The 2013 fiscal cliff is barreling in on us, with the New Year just over three months away.  A historical package of tax increases and spending cuts are set to take effect at the end of 2012 and early 2013, setting the stage for the same sort of indecision which marred the US in August of 2011 over the fiscal cliff.

The measures are due to slash the federal budget by $607 billion or 4 percent of GDP between FY 2012 and FY 2013, according to the Congressional Budget Office (CBO).  Few expect there to be much compromise before the November election.

The Bush tax cuts will expire on December 31, 2012, raising all income tax rates (top tax rate will go from 35 percent to 39.6 percent), as well as rates on estate and capital gains taxes. The alternative minimum tax, essentially a second income tax, will also apply to millions more citizens.

From Obamacare, Affordable Care Act Taxes are set to take effect in January 2013, including increased tax rates on high-income earners.

On January 2, the Budget Control Act of 2011 will take effect. Half of the scheduled annual cuts ($109 billion from 2013-2021) will come directly from the national defense budget, half from non-defense. However, some 70 percent of mandatory spending will be exempt.

Extended unemployment benefits are set to expire at the year’s end, and were last extended in February.

$55 billion per year in spending cuts are scheduled to hit the Pentagon in January unless Congress does something before the New Year. Details of how the cuts will be enacted are yet to be fully worked out by the White House Office of Management and Budget, but some preliminary decisions have been set.  Perhaps, some of the costs will be made up by increasing the amount of drones deployed and lessening the amount of humans.

The fiscal cliff represents a repeat episode of the US coming to terms slowly with its own plight of austerity. It is not two parties arguing over small government or big government, but rather a range of corporate-sponsored totalitarian legislation designed to paralyze the nation. Just last year the 2011 debt ceiling fight in August almost made the US unable to meets its financial obligations, and resulted in an unprecedented downgrade in the US credit rating by Standard and Poor’s.

The $607 billion budget contraction would send the US into the next phase of depression within the first half of the year.
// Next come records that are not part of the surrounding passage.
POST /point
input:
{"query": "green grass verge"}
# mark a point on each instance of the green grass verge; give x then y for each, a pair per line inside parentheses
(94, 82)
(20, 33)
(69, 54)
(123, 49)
Real economic output in 2013 would grow just .5%, resulting in lower taxable incomes and higher unemployment (one to two million).

$55 billion per year in spending cuts are scheduled to hit the Pentagon in January unless Congress does something before the New Year. Details of how the cuts will be enacted are yet to be fully worked out by the White House Office of Management and Budget, but some preliminary decisions have been set.

A July 2012 IMF report cites fiscal tightening in the US in early 2013 as a major risk to global economic stability. “Any delays in raising the federal debt ceiling could increase risks of financial market disruptions and a loss in consumer and business confidence.”

The IMF advises US policymakers to pursue tax and spending cuts aimed bringing the 2013 deficit down by a modest 1 percent. Some of the major concerns regarding the US debt are: an aging population, longer life expectancies, and rising health care costs.